This is completely remarkable, but a group in Australia is going to make a film based on the Iceland seawomen research! I have just returned from a brief visit to help set things up and we shall see where this goes next! Here are a photo of Iceland from our travels, taken by my seawomen friend Inga.
And of course it was mid-summer so it never got really dark. This sunset just slide to daylight instead of dark. As this proceeds I will write about this experience of making the film….
On past news, the official launch at the Nordic Heritage Museum in Seattle was wonderful. About sixty people came, and my talk was followed by a whole series of very interesting questions and comments. And then, while I sat signing books, people kept coming up with varied stories, of their Icelandic heritage, visits to Iceland and of their times at sea.
Now I am in the warmth of a Seattle summer, trying to get out as much as possible. This is when the Pacific Northwest is glorious. Hope you are all also enjoying a great summer.
The garden is exuberant. Our cat Mister stalks through it pretending he is some kind of spotted panther.
Some exciting news is that University of Washington Press has found a European publisher for the Seawomen book — Museum Tusculanum Press in Copenhagen, Denmark. The UW Press says the book should be out here in the U.S. mid-to-late May and in Europe about a month later…..and, most unfortunately, not available in Iceland until a few weeks after that; the European publisher has to send the books from Copenhagen to Iceland.

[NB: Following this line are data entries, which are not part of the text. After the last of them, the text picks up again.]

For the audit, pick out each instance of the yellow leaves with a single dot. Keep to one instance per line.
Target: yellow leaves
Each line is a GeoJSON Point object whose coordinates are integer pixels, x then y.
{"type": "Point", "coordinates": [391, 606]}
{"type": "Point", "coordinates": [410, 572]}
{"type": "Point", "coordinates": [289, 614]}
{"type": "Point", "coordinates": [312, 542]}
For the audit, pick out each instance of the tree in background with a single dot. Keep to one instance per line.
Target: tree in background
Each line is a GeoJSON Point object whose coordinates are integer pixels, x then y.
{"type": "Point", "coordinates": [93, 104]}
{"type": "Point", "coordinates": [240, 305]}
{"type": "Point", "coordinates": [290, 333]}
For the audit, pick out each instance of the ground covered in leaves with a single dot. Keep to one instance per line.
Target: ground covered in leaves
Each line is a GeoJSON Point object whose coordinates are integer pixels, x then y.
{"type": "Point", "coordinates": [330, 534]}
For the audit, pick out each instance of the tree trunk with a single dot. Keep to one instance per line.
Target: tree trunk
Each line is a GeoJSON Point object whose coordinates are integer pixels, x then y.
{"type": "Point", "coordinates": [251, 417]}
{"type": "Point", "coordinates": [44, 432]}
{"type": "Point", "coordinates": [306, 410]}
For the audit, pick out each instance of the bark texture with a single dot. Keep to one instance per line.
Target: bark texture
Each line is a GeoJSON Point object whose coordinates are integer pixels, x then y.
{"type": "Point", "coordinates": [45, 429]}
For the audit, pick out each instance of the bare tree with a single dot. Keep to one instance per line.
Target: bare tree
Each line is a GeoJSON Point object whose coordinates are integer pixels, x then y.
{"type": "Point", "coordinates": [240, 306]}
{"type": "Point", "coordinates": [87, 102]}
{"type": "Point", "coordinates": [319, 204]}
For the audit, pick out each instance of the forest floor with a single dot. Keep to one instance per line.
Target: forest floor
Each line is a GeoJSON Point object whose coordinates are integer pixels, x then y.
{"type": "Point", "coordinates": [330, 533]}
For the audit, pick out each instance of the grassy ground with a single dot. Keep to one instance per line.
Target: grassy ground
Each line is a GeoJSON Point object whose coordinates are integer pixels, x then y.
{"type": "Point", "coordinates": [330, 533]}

Events relating to the Seawomen book are starting to take shape. Few are finalized yet, but they will be soon. For starters, the Icelandic National League of North America is having their annual convention at the end of April just south of Vancouver, Canada, and they have invited me to speak! (The Events page will have the latest details.) That should be very interesting; I will be intrigued to hear the questions people ask.

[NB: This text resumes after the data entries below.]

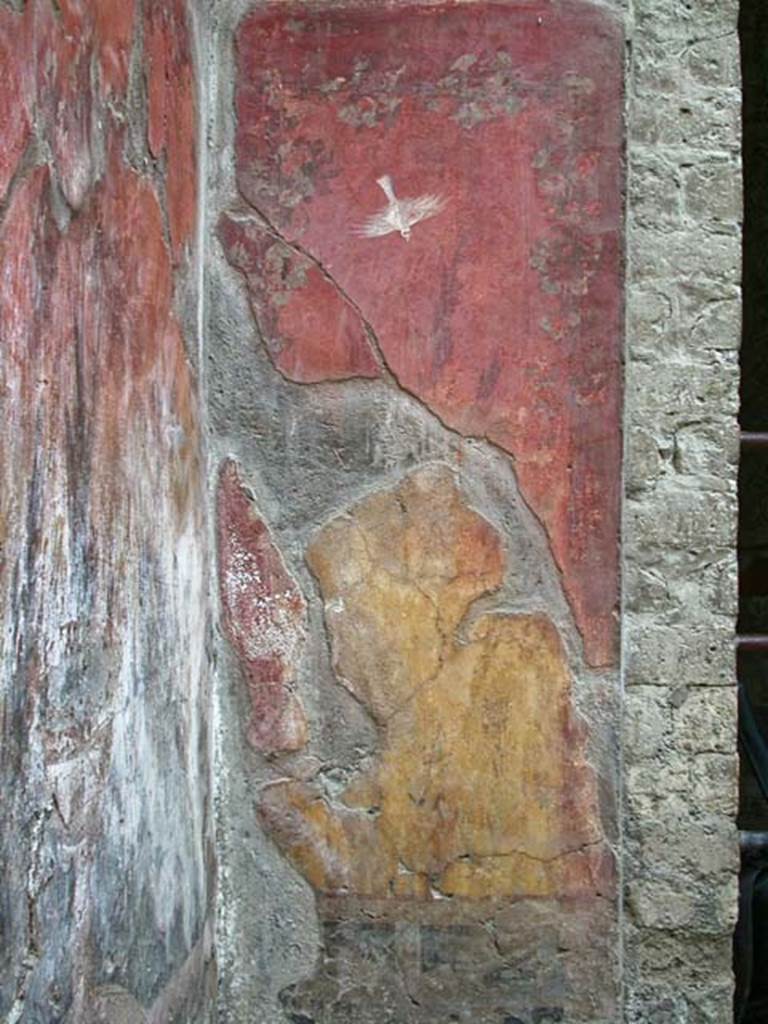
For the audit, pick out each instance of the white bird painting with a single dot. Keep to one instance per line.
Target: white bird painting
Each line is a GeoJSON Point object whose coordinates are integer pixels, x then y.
{"type": "Point", "coordinates": [399, 214]}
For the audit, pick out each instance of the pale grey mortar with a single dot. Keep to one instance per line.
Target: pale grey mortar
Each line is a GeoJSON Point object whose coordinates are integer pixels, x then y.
{"type": "Point", "coordinates": [683, 318]}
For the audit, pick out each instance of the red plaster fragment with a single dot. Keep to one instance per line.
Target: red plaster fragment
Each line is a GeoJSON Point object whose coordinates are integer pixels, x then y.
{"type": "Point", "coordinates": [172, 113]}
{"type": "Point", "coordinates": [503, 310]}
{"type": "Point", "coordinates": [114, 26]}
{"type": "Point", "coordinates": [14, 90]}
{"type": "Point", "coordinates": [263, 617]}
{"type": "Point", "coordinates": [311, 332]}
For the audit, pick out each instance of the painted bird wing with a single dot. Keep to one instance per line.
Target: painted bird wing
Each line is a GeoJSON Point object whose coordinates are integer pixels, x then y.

It is very soon after the transplant for me to be in public and among crowds, however, since I will still be on immune suppressant medicines. I told the organizers I could do it if we are just open and let the audience know that I cannot be around anyone with a cold or flu, and that I will be cautious about shaking hands—and sadly will not be able to share lunch with them (a big room full of people is too dangerous yet, boo hoo). The Seawomen book won’t even be out yet, but I will at least have flyers for it.
But it is wonderful to be planning future events at all—with an emphasis on future. There is a certain camaraderie I see now among people who have had, or are going through, treatment (chemo, radiation, etc.) for cancer or other medical conditions such as mine. We have all had to face death as an immediate possibility. We can talk together—and find interest in—details of our often horrific treatments (even macabre bragging rights … “You think your chemo was bad? Wait ‘till you hear what I had to go through…..”).
I ran into a friend on the street this morning with whom I have worked at the university. We had not seen each other for some time. When I told him I had been ill, he responded by telling me that he had recently had surgery for colon cancer. He was doing fine, he said. We gave each other a hug, looked at the flowering plum tree above our heads, and smiled–smiles that reflect our shared knowledge of the joy of each spring dawn.
The final writing of my book on Icelandic seawomen took a strange turn almost a year and a half ago, when I noticed I was uncharacteristically getting short of breath while riding my bike uphill on my daily commute home. On New Year’s Eve, 2014, at the insistence of friends, I went to the emergency room to get it checked out. The next thing I knew, I was being whisked to another hospital in an ambulance, and being given blood transfusions.